I slid the phone onto the coffee table and looked at Brit who was now looking a little sheepish.
"I feel terrible that you felt like you needed to do that, Josh. Now I feel like your mom thinks I made you—"
"Stop," I said. "I should have told her about you before that. My parents are just really overprotective and I knew there would be a thousand questions."
"I'm sorry it had to go down like that," she said, shrugging. "Now I feel like a big baby. I'm embarrassed to meet her now."
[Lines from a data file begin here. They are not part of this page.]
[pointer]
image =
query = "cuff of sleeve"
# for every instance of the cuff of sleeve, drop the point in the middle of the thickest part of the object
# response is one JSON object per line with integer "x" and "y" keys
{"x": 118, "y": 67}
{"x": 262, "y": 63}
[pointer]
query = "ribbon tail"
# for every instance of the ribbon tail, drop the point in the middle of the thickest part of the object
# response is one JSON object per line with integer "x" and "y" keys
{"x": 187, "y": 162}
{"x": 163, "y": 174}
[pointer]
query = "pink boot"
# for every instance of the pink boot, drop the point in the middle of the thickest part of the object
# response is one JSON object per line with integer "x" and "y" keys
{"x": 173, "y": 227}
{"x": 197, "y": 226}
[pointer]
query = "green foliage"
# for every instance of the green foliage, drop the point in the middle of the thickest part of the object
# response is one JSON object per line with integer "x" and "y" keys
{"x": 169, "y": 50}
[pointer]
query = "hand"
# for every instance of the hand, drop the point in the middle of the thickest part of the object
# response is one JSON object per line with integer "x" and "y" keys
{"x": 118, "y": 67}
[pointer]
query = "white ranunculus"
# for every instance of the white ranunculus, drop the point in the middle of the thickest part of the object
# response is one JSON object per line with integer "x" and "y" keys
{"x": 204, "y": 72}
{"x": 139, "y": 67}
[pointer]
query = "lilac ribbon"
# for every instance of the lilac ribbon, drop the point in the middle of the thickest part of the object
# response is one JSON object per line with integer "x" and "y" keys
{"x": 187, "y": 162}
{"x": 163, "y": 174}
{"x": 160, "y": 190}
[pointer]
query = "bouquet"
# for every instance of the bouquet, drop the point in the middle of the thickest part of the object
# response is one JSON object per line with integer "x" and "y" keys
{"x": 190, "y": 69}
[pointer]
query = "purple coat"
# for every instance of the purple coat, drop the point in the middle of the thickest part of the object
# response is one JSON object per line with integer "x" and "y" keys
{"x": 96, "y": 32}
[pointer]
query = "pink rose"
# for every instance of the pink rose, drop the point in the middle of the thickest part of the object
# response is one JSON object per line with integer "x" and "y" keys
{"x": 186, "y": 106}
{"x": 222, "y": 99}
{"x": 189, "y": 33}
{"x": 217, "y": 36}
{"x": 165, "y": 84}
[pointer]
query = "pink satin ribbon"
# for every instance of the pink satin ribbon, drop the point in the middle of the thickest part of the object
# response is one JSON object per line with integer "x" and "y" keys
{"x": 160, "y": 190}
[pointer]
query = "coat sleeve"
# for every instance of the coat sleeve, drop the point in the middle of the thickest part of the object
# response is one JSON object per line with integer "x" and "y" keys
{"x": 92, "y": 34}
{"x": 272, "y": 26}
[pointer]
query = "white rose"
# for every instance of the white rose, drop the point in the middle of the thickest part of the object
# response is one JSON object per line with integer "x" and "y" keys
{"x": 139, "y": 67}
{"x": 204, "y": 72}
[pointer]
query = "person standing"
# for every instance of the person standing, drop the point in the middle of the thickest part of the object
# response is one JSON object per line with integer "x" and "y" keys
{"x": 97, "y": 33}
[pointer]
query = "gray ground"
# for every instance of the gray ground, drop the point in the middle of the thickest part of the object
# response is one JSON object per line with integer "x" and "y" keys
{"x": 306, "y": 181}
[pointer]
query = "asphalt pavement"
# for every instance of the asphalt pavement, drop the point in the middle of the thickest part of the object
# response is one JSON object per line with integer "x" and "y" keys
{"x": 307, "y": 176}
I hugged her. "Okay, listen to me Brit, I wanted to call her just now. I wanted her to know you're my girlfriend. I'm proud of you, and I want you to meet my parents. You should have just come home with me for Christmas. If you would have, none of this would've happened in the first place. You wouldn't have been all puffy eyed, and more importantly, you wouldn't have missed out on coming with me to pick up your Christmas gift just now."
"What gift?" she asked.
"The one that's waiting in the truck."
She gave me a skeptical glance and pushed at my shoulder. "Are you messing with me?"
"Oh, watch out, baby," I said, touching my shoulder instinctively at the pain.
She gasped. "I'm so sorry Josh. Oh, God, I didn't even ask you about your shoulder. I feel like such a bad person. Are you okay? Did you get hurt?"